Le clin d’œil à l’Histoire du Nouveau front populaire ne doit pas faire oublier que les conditions historiques ont considérablement changé. Il y a presque un siècle, le Front populaire de l’entre-deux guerres mondiales portait les aspirations populaires dans le cadre des états-nations occidentaux à leur apogée, y compris coloniale pour certains. Dans le cadre national, les gouvernements avaient beaucoup plus de pouvoir que leurs homologues d’aujourd’hui. Même si, déjà, la crise boursière mondiale de 1929 annonçait une financiarisation internationale délétère. Alors, se féliciter de la construction d’un programme commun en quelques jours s’est faire comme tout le monde, promettre pour la énième fois des lendemains qui chantent, alors que les électeurs attendent des vraies ruptures…

Votants et adhérents

En démocratie, on ne fait pas barrage à 12 millions de votes pour l’extrême-droite, il ne faut pas dire n’importe quoi sinon, dans la dynamique en cours, on augmente le score du RN. Il faut entendre ce que cela dit de fractures et de souffrances de notre société. Il ne faut pas confondre les votants RN avec les adhérents-militants du RN. Il faut Par contre, il faut expliquer patiemment aux votants la manipulation de leur mécontentement par le RN. Fausses informations (libérer les prisonniers, antisémitisme du Nouveau Front populaire), langage ambigu, mots clefs lancés comme un code de reconnaissance (migrant, insécurité, fiché S…), le double langage avec les votes réguliers du RN contre les intérêts populaires au Parlement européen, à l’Assemblée nationale. Il faut faire appel à l’intelligence de son voisin, lui rappeler que coule dans ses veines du sang des points cardinaux de l’Europe, des deux rives de la Méditerranée, du grand Nord et de l’Asie. Lui expliquer que les migrations sont aujourd’hui la rançon de la dette écologique des pays occidentaux à l’égard des pays en développement : que les premiers sont historiquement responsables du changement climatique et que les seconds paient en priorité les pots cassés. Que les guerres induites par notre volonté occidentale d’exploiter et contrôler des ressources (pétrole, gaz, uranium, métaux rares, or, forêt, eau…) provoquent des déplacements de populations et des migrations. Que c’est une idée inquiétante de la démocratie que de raisonner en tout ou rien – majorité absolue ou refus du pouvoir –, que cela éclaire le moteur autoritaire du RN qui, avec un tiers des voix dans les urnes, veut le pouvoir absolu et tourne le dos au compromis démocratique. Redonner au cher voisin la perspective historique qui depuis 1945 privilégie la coopération et la paix plutôt que la guerre. Que ces valeurs ont été portées par la sociale démocratie et la gauche.

Les vrais enjeux

La globalisation du monde met en danger ces valeurs sociales-démocrates mais, pour autant, le défi n’est pas de revenir à l’isolement de l’état-nation tout puissant (qui amène à terme à la guerre et aux régimes autoritaires) mais d’arriver à repenser la démocratie à l’aune du village planétaire. Cela passe par un renforcement des pouvoirs territoriaux articulés sur des échelles plus vastes. C’est un défi du XXIe siècle dont la résolution va être aidée par la prise en compte politique du dérèglement climatique et de la chute de la biodiversité. Qui a le courage de dire aux électeurs que notre société doit résoudre ces problèmes sur au moins les quatre générations à venir ? Qu’il nous faut donc, dès maintenant, revoir nos modes de vie et que c’est justement et historiquement le bon levier pour les améliorer.

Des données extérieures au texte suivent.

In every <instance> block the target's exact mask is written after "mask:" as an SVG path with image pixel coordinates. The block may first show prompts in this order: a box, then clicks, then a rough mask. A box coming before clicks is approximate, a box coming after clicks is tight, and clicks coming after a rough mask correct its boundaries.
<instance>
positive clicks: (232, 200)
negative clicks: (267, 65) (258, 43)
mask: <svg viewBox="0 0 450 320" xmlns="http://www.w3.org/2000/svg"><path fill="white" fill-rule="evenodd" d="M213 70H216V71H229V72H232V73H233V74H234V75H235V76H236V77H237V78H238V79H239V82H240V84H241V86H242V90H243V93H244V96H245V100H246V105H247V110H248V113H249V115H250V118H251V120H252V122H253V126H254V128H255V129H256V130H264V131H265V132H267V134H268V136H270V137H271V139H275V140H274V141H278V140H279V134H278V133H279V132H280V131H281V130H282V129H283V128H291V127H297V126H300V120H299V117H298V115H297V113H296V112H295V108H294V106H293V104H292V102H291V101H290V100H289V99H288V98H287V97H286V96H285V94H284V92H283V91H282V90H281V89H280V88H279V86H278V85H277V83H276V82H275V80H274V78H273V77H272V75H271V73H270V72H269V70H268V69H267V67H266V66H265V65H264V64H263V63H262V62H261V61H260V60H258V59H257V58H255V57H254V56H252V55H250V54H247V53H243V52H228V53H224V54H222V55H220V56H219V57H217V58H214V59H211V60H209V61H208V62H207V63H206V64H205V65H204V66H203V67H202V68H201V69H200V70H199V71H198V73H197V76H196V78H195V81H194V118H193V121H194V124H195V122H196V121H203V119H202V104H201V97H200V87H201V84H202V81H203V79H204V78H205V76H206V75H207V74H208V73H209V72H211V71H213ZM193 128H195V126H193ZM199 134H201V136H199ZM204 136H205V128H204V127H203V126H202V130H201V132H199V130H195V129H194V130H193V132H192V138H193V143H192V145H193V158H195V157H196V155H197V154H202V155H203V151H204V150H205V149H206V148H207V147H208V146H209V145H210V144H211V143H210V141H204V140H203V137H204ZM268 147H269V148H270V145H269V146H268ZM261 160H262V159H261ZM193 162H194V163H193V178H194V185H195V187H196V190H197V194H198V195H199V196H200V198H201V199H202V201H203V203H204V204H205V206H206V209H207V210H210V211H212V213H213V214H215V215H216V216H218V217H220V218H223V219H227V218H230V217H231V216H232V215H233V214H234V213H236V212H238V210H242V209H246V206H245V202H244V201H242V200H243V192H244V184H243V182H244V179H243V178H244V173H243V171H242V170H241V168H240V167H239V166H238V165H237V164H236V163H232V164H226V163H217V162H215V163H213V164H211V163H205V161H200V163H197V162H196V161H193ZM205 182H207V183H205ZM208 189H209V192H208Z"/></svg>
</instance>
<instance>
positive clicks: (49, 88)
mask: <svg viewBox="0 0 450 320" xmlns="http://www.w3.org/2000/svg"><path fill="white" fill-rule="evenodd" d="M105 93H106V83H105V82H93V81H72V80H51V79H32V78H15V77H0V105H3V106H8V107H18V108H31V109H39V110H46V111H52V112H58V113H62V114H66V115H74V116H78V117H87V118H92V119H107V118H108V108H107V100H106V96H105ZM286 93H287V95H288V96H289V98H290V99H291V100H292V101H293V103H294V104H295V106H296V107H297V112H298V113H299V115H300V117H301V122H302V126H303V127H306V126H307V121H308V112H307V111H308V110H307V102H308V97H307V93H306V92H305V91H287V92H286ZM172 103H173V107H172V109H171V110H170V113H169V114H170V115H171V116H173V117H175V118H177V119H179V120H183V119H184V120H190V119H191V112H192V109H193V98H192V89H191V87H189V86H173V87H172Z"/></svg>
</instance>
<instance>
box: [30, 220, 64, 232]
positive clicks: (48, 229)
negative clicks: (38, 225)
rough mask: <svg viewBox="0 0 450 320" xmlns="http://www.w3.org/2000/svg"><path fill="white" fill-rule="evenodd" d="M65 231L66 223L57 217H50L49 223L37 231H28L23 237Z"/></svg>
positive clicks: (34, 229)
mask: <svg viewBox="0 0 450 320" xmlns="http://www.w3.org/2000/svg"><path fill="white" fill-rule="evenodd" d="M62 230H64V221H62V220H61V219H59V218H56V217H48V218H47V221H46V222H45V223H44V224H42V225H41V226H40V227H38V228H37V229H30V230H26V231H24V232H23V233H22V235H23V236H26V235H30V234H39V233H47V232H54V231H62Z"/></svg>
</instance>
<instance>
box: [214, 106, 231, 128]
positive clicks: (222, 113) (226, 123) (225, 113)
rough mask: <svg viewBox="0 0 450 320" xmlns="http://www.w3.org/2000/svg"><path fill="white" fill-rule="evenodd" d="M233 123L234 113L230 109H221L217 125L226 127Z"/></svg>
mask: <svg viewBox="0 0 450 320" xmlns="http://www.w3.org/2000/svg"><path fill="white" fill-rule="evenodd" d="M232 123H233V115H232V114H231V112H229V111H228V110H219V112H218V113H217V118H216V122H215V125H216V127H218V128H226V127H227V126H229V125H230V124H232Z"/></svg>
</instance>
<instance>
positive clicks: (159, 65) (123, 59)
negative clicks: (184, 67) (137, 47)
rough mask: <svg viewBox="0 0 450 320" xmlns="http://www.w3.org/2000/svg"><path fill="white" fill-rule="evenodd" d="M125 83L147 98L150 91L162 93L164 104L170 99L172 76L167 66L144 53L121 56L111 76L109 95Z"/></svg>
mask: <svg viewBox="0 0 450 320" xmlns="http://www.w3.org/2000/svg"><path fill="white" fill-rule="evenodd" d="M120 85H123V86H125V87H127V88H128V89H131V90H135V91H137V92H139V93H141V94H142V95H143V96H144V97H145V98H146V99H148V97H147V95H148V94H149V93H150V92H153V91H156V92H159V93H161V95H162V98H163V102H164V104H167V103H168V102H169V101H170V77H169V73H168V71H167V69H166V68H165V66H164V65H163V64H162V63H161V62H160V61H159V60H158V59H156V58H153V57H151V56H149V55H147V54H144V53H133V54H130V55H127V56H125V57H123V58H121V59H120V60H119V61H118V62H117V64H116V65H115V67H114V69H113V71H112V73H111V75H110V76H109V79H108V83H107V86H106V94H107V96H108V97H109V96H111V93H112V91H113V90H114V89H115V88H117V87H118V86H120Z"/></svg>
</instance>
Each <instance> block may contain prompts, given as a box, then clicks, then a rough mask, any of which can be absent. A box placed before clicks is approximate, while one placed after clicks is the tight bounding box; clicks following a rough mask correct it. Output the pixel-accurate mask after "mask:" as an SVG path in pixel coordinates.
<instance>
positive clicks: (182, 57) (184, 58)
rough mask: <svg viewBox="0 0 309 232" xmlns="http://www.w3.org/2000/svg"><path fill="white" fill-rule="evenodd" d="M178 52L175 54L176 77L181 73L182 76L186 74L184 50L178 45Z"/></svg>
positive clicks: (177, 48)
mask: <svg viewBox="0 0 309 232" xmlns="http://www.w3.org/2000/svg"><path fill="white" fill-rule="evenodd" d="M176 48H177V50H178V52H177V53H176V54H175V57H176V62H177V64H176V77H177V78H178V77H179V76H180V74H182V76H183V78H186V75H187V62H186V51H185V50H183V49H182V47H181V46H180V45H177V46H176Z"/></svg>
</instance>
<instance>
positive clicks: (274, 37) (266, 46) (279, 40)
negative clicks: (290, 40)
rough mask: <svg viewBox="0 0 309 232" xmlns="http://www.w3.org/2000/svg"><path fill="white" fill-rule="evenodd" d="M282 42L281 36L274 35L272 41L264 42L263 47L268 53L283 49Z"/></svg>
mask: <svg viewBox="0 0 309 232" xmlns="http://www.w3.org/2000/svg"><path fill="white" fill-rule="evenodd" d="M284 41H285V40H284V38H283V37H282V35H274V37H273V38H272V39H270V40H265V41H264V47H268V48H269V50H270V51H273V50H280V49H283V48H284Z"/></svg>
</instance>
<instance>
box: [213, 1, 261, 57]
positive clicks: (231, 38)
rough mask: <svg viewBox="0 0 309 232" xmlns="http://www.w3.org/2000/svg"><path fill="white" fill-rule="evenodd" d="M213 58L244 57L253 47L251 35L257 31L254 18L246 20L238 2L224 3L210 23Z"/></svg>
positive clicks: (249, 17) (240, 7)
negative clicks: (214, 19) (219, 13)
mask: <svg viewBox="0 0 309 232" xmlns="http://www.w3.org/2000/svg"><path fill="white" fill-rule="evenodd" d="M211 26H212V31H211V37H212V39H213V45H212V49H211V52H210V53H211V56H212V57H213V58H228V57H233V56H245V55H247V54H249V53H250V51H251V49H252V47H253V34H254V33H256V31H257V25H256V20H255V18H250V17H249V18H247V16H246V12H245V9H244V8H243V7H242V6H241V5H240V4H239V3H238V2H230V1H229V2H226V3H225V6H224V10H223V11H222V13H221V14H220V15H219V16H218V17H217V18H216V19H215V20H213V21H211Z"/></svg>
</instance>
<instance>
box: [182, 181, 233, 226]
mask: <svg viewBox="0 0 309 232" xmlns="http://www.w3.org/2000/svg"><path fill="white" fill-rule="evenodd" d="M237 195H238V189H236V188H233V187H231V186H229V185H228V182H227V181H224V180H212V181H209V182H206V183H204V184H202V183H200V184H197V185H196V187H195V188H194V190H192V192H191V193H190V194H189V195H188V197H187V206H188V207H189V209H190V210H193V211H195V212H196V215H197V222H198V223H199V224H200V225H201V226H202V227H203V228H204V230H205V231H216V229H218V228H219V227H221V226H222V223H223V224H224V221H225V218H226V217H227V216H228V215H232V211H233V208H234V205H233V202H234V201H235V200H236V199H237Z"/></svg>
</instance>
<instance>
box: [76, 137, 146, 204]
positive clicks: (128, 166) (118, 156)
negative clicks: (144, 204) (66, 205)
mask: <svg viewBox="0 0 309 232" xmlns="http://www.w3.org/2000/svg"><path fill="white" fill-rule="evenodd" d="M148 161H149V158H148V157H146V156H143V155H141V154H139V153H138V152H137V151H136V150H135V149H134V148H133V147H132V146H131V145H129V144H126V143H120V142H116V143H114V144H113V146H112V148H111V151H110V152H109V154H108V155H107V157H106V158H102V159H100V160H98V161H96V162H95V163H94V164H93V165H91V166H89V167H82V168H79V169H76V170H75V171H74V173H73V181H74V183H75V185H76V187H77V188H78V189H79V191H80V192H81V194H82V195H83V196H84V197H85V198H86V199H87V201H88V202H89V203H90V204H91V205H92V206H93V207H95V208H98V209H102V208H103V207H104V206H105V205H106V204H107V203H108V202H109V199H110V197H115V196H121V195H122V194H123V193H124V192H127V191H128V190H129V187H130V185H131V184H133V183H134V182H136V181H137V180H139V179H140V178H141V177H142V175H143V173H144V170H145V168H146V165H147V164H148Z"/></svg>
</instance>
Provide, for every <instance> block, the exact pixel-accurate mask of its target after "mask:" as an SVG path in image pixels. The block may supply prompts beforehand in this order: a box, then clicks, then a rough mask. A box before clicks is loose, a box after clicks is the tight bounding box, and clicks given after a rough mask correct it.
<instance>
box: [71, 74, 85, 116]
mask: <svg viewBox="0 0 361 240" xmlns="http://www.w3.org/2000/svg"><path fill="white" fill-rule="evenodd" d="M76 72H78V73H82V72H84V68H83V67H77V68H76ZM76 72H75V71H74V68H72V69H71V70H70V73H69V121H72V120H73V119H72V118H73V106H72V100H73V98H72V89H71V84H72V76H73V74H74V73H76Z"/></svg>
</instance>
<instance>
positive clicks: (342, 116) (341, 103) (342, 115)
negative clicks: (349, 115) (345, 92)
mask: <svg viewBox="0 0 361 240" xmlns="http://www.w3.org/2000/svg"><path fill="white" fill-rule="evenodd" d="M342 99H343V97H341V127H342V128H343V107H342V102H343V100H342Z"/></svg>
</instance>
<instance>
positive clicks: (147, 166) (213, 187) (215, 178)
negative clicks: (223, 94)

Même si le Nouveau front populaire bruit encore de l’ancien monde marxiste ébloui par le pouvoir central, c’est la seule coalition politique où est posée la survie de l’espèce humaine sur une planète en feu. Mais avec le RN dans l’antichambre du pouvoir, le péril d’une régression générale de la France, tant sur les plans intérieur, européen et international, est tel qu’il faut quand c’est nécessaire et sans hésiter voter pour des candidats de la droite républicaine. À charge, une fois élus, de leur rappeler leur devoir de construire les compromis de la transition écologique.